On February 27, 2020, Red Swan, in partnership with the Polymath tokenization platform, announced that it has tokenized over $ 2.2 billion in real estate assets. The tokens issued represent 16 properties, including mid- and high-rise apartments in California, New York and Texas, and a 150-acre hemp farm in the Canadian province of Ontario. Red Swan indicated that it has 30,000 accredited investors registered to use its platform, plans to tokenize an additional $ 4 billion in ownership, and will profit by keeping a percentage of the capital sold.

On 8 July 2020, Hamburg-based KlickOwn AG announced that it has successfully completed an initial offering of € 1.5 million bonds for the “Historisches Lüneburg” property, based in Lüneburg, Germany, conducted exclusively via tokenization using the Munich custody service Bankhaus von der Heydt for the custody of investor tokens.

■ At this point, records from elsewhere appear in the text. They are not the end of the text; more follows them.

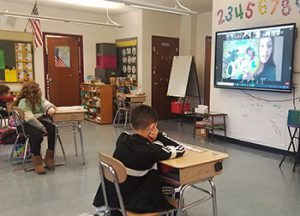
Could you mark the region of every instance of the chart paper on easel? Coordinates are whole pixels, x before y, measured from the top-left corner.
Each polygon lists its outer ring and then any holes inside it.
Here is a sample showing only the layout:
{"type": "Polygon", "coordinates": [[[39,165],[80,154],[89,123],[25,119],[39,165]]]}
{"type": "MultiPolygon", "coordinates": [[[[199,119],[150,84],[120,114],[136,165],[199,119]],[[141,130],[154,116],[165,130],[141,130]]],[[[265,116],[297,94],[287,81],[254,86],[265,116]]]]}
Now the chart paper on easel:
{"type": "Polygon", "coordinates": [[[168,86],[168,96],[185,97],[192,56],[174,56],[168,86]]]}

On August 30, 2020, MountX Real Estate Capital announced it had licensed the Vertalo platform to design and launch over 15 digital real estate projects in Mexico and Canada in 2020 and early 2021. On November 7, 2020, they announced completion of the first successful tokenization of real estate in Mexico to date, including two apartments in Queretaro, Mexico, for a total price of $ 5.2 million pesos.

On September 10, 2020, REINNO, a Connecticut-based company, announced the launch of a market for tokenized commercial real estate, including five offers worth more than $ 237 million available to accredited investors worldwide. Finally, on 5 October 2020, WeInvest Capital Partners announced that it has selected Tokeny Solutions to tokenize the first real estate fund in Luxembourg.

Conclusion
The commercial real estate sector has yet to realize the potential of blockchain-based tokenization and the ways it can be applied to address existing market inefficiencies. However, momentum is building as this technology and its application to real estate transactions are better understood.